Whiskas purr-fectly understands owners

By Published on .

Marketer: Mars Inc.
Agency: M&C Saatchi, London; D'Arcy Masius Benton & Bowles, St. Louis
Ad Review rating: Three stars

Apologies, to one and all.

We are deeply embarrassed and beg the forgiveness of M&C Saatchi and Mars Inc. on behalf of an Ad Age staffer who viewed the new Whiskas spot--billed "The first ever commercial for cats"--and dismissed it as folly.

"That's so stupid," our colleague remarked, after screening the spot filled with mice, fish, balls of string, packs of Whiskas and similar feline enticements. "Cats have no buying power."

She is, of course, technically correct. Market research confirms that cats seldom buy their own food. Entertaining them in a TV commercial, therefore, could be construed as mistargeting.

Except, of course, for the fact that the first TV commercial for cats isn't for cats at all. It is for cat owners, who do--statistics show--buy the majority of cat food worldwide.

In order to influence cat owners, it is necessary first to understand cat owners, and that is where this ad departs from its predecessors. Traditionally, on the assumption that cat owners are fond of cats, the commercials all starred cats. Talking cats, singing cats, dancing cats and--above all--eating cats. This approach is perfectly valid, but it fails to thoroughly exploit the defining characteristic of cat owners:

They are completely pathetic.

Unlike dog owners, for instance, whose care, or even indifference, is rewarded with unstinting canine loyalty and affection, cat owners are generally ignored by their pets and reduced to savoring what meager expressions of affection the cat may offer when, infrequently, it deigns to do so.

It's a particularly unfortunate form of unrequited love, like the obsessive suitor who is spurned repeatedly but never gets the message. The more the lady rejects his blandishments, the harder he tries. But when the same woman realizes she needs something from the loser, all of a sudden she cynically feigns interest, getting his hopes up until she gets what she needs. Then she resumes blowing him off as usual.

Likewise, the more aloof and self-centered cats are with their owners, the more unrequited affection the owners feel. So when kitty suddenly abandons its indifference and purrs or nuzzles--in the blatant self-interest of wanting to be fed, for example--the gesture is mistaken as an expression of genuine affection.

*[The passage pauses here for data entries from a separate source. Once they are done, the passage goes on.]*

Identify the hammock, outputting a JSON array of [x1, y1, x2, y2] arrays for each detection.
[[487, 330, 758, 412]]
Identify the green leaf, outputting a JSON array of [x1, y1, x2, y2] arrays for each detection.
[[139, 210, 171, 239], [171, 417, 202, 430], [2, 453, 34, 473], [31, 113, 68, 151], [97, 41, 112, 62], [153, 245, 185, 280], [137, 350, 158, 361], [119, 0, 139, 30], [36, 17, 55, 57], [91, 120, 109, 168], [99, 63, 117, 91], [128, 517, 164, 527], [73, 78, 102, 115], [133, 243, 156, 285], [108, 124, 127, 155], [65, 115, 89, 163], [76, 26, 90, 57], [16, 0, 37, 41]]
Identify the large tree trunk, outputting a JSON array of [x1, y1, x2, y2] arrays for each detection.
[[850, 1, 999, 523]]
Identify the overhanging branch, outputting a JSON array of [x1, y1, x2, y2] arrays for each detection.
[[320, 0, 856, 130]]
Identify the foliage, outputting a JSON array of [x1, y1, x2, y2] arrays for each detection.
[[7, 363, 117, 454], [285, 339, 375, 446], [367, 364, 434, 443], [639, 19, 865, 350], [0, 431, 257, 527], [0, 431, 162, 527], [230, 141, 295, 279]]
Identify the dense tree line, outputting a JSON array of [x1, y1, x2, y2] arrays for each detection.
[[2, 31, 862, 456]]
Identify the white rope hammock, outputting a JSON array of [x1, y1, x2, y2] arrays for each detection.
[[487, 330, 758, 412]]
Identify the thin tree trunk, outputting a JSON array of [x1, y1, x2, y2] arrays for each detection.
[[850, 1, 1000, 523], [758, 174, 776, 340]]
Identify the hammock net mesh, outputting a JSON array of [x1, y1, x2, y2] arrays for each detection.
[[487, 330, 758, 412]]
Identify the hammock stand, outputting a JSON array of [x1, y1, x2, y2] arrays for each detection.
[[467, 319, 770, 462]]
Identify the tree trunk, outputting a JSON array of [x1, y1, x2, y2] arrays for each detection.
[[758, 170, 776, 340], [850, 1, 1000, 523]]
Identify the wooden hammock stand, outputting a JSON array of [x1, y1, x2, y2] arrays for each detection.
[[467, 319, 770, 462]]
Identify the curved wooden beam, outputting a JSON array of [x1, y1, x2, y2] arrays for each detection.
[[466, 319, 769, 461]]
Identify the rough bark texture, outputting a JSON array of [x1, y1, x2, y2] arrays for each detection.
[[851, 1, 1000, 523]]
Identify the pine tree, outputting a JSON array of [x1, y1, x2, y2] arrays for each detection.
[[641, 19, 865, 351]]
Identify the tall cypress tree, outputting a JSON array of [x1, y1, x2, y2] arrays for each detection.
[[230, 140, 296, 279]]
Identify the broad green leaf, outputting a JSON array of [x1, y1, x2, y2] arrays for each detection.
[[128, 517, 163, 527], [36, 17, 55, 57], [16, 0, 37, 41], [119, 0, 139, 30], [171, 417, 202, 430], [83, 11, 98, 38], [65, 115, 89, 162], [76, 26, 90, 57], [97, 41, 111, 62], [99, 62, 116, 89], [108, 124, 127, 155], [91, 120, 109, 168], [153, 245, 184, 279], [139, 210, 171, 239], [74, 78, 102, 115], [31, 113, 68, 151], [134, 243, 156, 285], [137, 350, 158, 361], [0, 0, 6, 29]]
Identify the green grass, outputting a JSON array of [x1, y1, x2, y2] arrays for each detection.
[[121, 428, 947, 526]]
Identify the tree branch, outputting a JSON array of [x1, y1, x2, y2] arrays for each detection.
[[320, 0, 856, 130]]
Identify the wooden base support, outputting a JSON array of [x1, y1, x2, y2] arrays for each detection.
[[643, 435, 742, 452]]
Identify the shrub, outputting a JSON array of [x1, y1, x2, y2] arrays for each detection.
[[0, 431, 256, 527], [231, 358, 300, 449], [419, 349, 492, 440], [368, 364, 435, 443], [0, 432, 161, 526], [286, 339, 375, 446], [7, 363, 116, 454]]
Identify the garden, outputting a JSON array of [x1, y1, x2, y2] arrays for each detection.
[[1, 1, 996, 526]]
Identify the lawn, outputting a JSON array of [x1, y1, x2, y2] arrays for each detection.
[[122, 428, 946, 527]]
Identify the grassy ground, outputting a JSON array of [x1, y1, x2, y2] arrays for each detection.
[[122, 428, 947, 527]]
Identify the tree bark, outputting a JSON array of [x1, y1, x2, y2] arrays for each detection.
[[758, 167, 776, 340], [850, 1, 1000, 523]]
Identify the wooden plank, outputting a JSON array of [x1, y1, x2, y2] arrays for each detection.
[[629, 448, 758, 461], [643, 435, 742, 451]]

No, not mistaken as affection. Accepted as affection. Cat people aren't really self-deluding; they know the deal. In fact, that very reserved feline demeanor is what fascinates. Cat fanciers pay jealous attention to anything that does engage their pets, as if to marvel at its power to achieve what pure love cannot.

Long ago in the Ad Review household, before Pang Our Cat was banished for unspecified crimes against humanity, we would be enthralled watching her be enthralled skittering after and fetching little wads of paper flicked across the room. Why? Because she never skittered after us. She treated us like litter.

M&C Saatchi--with the U.S. adaptation by D'Arcy Masius Benton & Bowles--clearly understands this phenomenon. Their commercial--a simple series of objects attractive to felines--invites the consumer to respond, "Yeah, shiny objects. Yep, balls of string. Yep, the sound of the food container being opened. They know our Fluffy!" Thus deemed simpatico, Whiskas' rare understanding will be confused with affection--an affection that will be repaid times over at the checkout line. Why? Because, as we have seen, that's how cat owners think. Why?

Well, with apologies once again: Because they are pathetic.